God is in his heaven and all is well with the world:

Larry Summers Withdraws Name From Fed Consideration
Julie Pace & Martin Crutsinger, September 15, 2013

Summers’ withdrawal followed growing resistance from critics, including some members of the Senate committee that would need to back his nomination.

Even the politicians and Barack Obama couldn’t handle the heat from sheer truth: Larry would have been the worst choice imaginable (along with his pals, Moe and Curly.)

Summers’s “withdrawal” is a Godsend that probably went something like this:

(Obama: “Larry, appointing you would be too stupid even for me, so you’ll have to, ahem, ‘withdraw.'”)

(Summers: “Gee, do I have to? If you make me quit, I won’t contribute to your Obama Presidential Library.”)

(Obama: “I don’t care, now that I have Penny Pritzker.”)

(Summers: “Well, O.K., but please don’t appoint a women. As you know, women aren’t capable.”)

This leaves us with the question of whom to appoint. I’ve seen a couple mentions of Warren Mosler’s name as a candidate for Fed Chairman — not exactly a groundswell, but at least a handful of people are thinking correctly.
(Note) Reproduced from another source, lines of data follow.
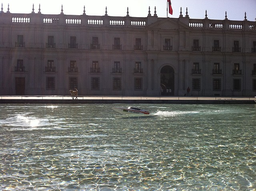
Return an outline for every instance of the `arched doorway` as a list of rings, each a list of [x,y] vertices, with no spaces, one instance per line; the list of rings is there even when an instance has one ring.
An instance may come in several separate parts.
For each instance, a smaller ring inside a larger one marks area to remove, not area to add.
[[[174,70],[171,66],[166,66],[161,69],[160,73],[161,96],[173,96],[174,92]]]

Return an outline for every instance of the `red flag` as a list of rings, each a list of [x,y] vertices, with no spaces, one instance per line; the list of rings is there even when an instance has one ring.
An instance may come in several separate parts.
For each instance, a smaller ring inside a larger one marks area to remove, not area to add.
[[[172,3],[171,3],[171,0],[167,0],[168,4],[169,5],[169,13],[172,14]]]

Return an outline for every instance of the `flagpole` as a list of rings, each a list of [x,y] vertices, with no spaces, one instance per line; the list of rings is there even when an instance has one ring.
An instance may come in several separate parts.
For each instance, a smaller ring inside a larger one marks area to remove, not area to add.
[[[167,1],[167,4],[166,5],[166,18],[168,17],[168,1]]]

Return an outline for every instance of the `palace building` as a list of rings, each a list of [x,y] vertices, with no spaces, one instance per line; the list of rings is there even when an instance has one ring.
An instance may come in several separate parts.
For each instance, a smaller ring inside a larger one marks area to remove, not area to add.
[[[256,22],[0,12],[0,95],[252,96]]]

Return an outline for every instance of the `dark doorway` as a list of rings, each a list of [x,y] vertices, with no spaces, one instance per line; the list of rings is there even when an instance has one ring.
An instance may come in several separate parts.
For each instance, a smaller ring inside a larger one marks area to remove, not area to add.
[[[169,66],[164,66],[161,69],[161,96],[170,96],[174,95],[174,71]]]
[[[25,78],[15,78],[15,90],[16,95],[18,96],[25,95]]]

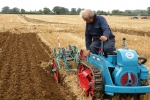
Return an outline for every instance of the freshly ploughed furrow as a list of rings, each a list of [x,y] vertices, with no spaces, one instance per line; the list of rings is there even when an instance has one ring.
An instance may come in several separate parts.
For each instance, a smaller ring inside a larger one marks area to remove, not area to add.
[[[35,33],[0,33],[0,100],[73,100],[41,67],[50,53]]]

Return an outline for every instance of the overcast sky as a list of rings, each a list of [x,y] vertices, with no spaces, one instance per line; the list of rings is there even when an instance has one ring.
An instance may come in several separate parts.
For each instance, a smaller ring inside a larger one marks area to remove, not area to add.
[[[147,10],[150,7],[150,0],[3,0],[0,3],[0,10],[4,6],[10,9],[17,7],[26,11],[40,10],[44,7],[53,9],[55,6],[68,8],[89,8],[92,10]]]

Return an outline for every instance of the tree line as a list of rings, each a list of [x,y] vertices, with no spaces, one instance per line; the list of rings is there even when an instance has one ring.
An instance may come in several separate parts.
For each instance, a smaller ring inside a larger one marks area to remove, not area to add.
[[[1,12],[2,14],[55,14],[55,15],[77,15],[80,13],[80,11],[83,10],[82,8],[71,8],[69,11],[68,8],[55,6],[52,10],[50,10],[48,7],[44,7],[43,9],[40,9],[38,11],[26,11],[25,9],[19,9],[17,7],[10,8],[9,6],[5,6],[2,8]],[[94,11],[98,15],[150,15],[150,7],[147,7],[147,10],[112,10],[109,11],[102,11],[97,10]]]

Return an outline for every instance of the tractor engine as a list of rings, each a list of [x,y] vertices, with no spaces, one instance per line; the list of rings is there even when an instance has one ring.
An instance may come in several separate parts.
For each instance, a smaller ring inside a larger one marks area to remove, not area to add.
[[[142,62],[139,62],[142,60]],[[117,51],[117,67],[113,71],[113,81],[118,86],[139,86],[142,81],[147,82],[149,70],[144,57],[139,57],[136,51],[122,48]],[[145,83],[144,85],[147,85]]]

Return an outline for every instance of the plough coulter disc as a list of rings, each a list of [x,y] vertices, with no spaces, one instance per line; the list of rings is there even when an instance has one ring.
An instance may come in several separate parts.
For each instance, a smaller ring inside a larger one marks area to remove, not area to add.
[[[85,60],[84,50],[80,50],[80,58]]]
[[[53,59],[53,62],[52,62],[52,72],[54,73],[54,78],[56,82],[60,83],[60,73],[59,73],[57,62],[55,59]]]

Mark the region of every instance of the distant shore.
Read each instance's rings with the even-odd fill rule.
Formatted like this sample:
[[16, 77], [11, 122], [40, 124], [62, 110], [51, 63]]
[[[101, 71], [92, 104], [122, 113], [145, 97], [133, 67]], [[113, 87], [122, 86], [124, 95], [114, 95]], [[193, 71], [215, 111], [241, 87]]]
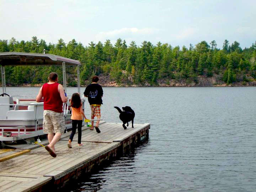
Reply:
[[[111, 80], [109, 76], [104, 76], [100, 75], [99, 76], [100, 81], [99, 84], [103, 87], [240, 87], [256, 86], [256, 81], [251, 79], [246, 81], [240, 81], [233, 82], [231, 84], [227, 84], [223, 81], [218, 75], [214, 75], [212, 77], [207, 77], [203, 76], [198, 76], [196, 81], [190, 81], [188, 79], [181, 79], [177, 80], [171, 79], [165, 79], [159, 80], [153, 84], [147, 82], [144, 84], [134, 84], [132, 81], [120, 81], [117, 82]], [[76, 81], [76, 80], [74, 79]], [[81, 84], [81, 87], [86, 87], [91, 83], [90, 81], [87, 80], [84, 83]], [[38, 84], [23, 84], [20, 85], [7, 85], [7, 87], [39, 87], [43, 83]], [[68, 87], [72, 87], [73, 86]]]

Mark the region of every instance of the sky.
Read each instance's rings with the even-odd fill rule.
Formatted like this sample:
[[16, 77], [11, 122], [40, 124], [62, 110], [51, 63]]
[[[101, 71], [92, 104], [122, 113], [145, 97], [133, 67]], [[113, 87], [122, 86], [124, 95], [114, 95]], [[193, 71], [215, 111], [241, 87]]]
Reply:
[[0, 0], [0, 39], [187, 47], [214, 40], [219, 48], [227, 39], [244, 48], [256, 41], [255, 10], [255, 0]]

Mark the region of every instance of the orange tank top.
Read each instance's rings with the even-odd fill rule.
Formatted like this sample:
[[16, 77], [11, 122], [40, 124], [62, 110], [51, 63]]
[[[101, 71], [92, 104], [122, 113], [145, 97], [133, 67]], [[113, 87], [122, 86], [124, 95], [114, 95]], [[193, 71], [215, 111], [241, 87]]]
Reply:
[[82, 115], [81, 113], [80, 109], [82, 106], [79, 108], [71, 107], [71, 119], [73, 120], [82, 120]]

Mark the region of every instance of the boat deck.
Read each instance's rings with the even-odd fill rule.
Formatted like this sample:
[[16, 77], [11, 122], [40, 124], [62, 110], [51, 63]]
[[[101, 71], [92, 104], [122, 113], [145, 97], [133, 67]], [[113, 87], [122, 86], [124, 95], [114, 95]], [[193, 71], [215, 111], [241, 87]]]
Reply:
[[[149, 123], [134, 124], [124, 130], [121, 123], [103, 122], [97, 133], [82, 128], [82, 143], [77, 144], [77, 132], [72, 148], [67, 147], [70, 132], [63, 134], [55, 145], [57, 156], [52, 157], [44, 147], [23, 145], [22, 148], [6, 151], [10, 155], [26, 153], [0, 162], [0, 191], [30, 191], [59, 189], [82, 172], [91, 172], [104, 166], [133, 145], [141, 138], [148, 138]], [[47, 141], [41, 143], [47, 144]], [[7, 154], [7, 153], [8, 153]], [[0, 153], [0, 159], [5, 153]]]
Warren would be terrific, and the country would benefit greatly. I suggest that you contact your politicians and everyone you know, and tell them to contact their politicians and everyone they know — TODAY — and suggest, no, DEMAND, that Warren Mosler be our next Fed Chairman.

At long last, install sanity in the Federal Reserve and Congress and the White House.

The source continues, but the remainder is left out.